Picking up where his smart pre-collection left off, Albert Kriemler's Fall lineup was focused on languid, seventies-ish tailoring and outerwear with a sportif sensibility. The lean, spare silhouette of his suits—elongated jacket, high-waisted flared trousers—provided an opportunity to showcase the fine fabrics that Akris' St. Gallen mills specialize in: Prince of Wales checks, houndstooths, tweeds, and plaids, all in the supplest cashmere. And it doesn't get any more luxe than Kriemler's long-sleeved blouse in a taupey-gray sheared astrakhan. As subtle as that fur and those menswear cashmeres were, his leathers were vibrant: a trim, to-the-body sleeveless dress in cassis, a fitted double-breasted coat in plum. As for the sportier fare, you're never going to see a straight-up down parka here. Kriemler's came in camel hair with drawstrings on the sleeves and across the torso and back to adjust the fit.

Ornamentation only entered the picture for evening, but it remained understated: Trapezoidal black crystals adorned the sheer shoulders of a black double-face long dress; the bodice of a strapless cocktail number was stitched with smooth feathers.

If Kriemler got carried away, it was with his bags—not with the totes themselves, which are as finely made as they were when they debuted last season, but in the sheer number of them on the runway. In the end, though, they didn't detract from this well-considered, elegant collection.

Ready to Wear

, 23 March 2010

Albert Kriemler has designed his first-ever handbag collection for Akris, and his Spring clothes served as a well-considered minimalist canvas upon which to launch it. A few coats and dresses were made from leather that was scissored into narrow trapezoids, then re-glued for a geometric effect. But for the most part, Kriemler dialed down the sometimes overwrought fabric treatments from Fall and got back to the spare, clean lines that the Swiss company has been known for.

For day, that meant layered fine-gauge silk sweaters, sleekly tailored coat-dresses, and pantsuits with cropped jackets, elongated tees, and tapered knit pants. A sporty element came through via a gray laminated parka inset with athletic mesh and zip-front, blouson-back dresses. For evening, Kriemler was thinking streamlined. Long gray gowns draped gracefully from asymmetric shoulders, and a tall column of jersey came inset with inverted triangles of tulle at the neckline, front and back.

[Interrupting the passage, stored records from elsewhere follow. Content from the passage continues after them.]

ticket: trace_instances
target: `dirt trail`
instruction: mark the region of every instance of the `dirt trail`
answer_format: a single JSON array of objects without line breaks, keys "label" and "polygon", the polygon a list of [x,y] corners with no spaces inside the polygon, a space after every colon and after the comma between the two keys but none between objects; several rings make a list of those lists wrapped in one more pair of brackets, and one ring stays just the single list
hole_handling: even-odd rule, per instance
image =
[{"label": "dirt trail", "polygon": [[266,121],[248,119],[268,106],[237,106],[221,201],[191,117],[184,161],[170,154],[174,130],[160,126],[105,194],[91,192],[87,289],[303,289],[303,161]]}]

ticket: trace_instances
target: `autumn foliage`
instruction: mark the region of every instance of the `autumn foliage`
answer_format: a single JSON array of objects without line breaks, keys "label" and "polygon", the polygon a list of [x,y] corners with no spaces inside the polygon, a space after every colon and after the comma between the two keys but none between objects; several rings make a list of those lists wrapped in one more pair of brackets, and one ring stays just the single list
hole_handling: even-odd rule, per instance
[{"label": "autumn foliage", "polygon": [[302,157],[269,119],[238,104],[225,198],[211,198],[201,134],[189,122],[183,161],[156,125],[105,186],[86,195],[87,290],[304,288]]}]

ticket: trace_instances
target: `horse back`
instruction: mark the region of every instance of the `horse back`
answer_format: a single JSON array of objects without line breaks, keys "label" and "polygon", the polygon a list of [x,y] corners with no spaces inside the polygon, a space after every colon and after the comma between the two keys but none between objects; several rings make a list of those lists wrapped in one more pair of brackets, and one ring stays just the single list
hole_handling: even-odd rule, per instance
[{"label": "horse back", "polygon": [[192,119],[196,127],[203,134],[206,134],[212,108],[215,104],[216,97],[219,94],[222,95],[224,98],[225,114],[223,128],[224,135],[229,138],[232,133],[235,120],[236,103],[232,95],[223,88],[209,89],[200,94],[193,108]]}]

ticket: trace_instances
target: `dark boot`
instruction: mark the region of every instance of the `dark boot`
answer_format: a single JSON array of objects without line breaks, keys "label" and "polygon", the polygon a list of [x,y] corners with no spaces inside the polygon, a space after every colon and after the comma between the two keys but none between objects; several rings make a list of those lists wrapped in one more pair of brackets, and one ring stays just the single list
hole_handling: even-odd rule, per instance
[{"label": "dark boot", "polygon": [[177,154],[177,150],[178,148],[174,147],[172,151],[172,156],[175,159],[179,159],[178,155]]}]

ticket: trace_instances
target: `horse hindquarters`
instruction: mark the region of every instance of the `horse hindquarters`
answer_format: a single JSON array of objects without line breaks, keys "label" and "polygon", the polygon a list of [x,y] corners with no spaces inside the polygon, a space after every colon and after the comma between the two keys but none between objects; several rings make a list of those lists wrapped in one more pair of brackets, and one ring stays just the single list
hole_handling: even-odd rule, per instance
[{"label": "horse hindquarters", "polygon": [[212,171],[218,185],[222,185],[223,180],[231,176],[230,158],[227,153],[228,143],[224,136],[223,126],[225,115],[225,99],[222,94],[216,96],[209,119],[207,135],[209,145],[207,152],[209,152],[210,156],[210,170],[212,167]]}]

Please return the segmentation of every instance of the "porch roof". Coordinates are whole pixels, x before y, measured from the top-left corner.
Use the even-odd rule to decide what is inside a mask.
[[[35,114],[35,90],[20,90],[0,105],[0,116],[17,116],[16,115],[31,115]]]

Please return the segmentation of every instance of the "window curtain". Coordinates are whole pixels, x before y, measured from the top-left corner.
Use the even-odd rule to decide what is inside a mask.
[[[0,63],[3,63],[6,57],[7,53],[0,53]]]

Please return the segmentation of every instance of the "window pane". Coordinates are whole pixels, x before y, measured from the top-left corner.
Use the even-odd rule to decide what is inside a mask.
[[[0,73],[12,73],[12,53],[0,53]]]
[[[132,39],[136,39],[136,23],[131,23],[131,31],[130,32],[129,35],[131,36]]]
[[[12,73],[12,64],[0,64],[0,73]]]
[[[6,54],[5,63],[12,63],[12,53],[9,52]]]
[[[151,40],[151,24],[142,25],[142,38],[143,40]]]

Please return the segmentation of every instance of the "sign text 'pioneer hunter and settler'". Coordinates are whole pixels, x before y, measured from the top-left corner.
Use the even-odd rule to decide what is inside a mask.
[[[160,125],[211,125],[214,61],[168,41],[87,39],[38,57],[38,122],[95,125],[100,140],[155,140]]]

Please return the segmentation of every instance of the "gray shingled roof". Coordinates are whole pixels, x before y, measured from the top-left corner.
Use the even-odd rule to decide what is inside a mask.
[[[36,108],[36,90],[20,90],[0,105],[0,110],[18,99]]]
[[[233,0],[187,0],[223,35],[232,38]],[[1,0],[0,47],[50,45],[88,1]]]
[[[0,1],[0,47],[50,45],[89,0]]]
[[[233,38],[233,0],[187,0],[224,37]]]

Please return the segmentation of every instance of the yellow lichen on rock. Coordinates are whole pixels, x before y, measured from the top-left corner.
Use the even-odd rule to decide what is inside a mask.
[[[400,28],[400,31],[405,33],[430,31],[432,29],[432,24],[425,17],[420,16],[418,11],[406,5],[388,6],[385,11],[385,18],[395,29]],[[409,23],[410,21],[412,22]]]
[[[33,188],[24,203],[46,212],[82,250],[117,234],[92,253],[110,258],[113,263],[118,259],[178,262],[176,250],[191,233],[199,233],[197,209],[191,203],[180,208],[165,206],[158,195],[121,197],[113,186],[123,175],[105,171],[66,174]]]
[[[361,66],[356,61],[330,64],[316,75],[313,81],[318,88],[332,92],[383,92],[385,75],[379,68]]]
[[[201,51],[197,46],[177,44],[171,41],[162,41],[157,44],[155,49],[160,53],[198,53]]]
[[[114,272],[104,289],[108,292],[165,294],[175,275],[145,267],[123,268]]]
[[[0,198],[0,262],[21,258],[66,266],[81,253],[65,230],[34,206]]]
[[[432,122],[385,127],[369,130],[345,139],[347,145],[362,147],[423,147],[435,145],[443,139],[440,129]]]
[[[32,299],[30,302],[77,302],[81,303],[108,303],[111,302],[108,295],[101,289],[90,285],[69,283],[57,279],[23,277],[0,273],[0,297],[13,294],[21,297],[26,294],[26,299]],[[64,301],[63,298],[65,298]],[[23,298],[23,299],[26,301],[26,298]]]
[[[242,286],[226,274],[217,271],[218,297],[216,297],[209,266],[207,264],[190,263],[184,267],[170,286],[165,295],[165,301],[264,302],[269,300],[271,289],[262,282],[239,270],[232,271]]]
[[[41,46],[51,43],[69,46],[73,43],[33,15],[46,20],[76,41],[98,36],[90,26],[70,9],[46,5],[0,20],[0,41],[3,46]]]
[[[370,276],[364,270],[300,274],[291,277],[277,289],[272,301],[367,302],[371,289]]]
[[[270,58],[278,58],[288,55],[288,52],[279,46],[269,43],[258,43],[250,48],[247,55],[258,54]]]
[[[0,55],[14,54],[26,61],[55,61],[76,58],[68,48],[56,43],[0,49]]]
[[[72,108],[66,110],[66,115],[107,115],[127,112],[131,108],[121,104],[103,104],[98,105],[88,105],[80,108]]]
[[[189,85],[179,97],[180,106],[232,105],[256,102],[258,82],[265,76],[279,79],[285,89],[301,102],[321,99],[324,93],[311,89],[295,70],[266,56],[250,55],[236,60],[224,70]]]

As for the bags? It's a measure of the company's commitment that Akris bought a horsehair factory before launching its accessories. Logo-less save for the trapezoidal zipper pulls, the results stand apart from the hardware-heavy styles currently popular. Showing large bags can turn your runway into merch fest, but Kriemler avoided that fate by producing a range as subtle as his clothes.

Ready to Wear

, January 18, 2010

Removing the pressure of a runway show can free up a designer to do his best work. That's what's happened to Albert Kriemler at Akris for pre-fall. Focusing on traditional yet timely shapes—like the trench, shrunken double-breasted jackets and high-waisted, full-legged trousers, and capes—he let the luxe fabrics that the Swiss label is famous for do all the talking. And speak to his patrician-class customers these materials will: the double-face cashmeres, the bonded leathers, the buttery suedes. His black wool tweed pantsuit qualifies as one of the sharpest of the season, but it wasn't all boardroom material. Akris has its sporty side, too; one smart highlight among the off-hours looks was a knit poncho (with sleeves, so it stays put) teamed with matchstick-thin pants.

Ready to Wear

, June 26, 2009

Akris is a name on everybody's lips these days because these are clothes that seem especially right for the times. Beautifully made and trend-resistant, they're the very definition of investment dressing. Albert Kriemler wanted his Resort collection to be a feel-good one—literally. To that end he focused on fabric development, creating featherweight jersey for smocked dresses that softly caress the body. A neat chiffon bodysuit—worn with a tailored coat and jeans—had a wafting neckline. Giving shape to these light fabrics were tucked sleeves that resembled lobster tails—a good thing, it turned out, when worked into jackets and a galaxy-print dress.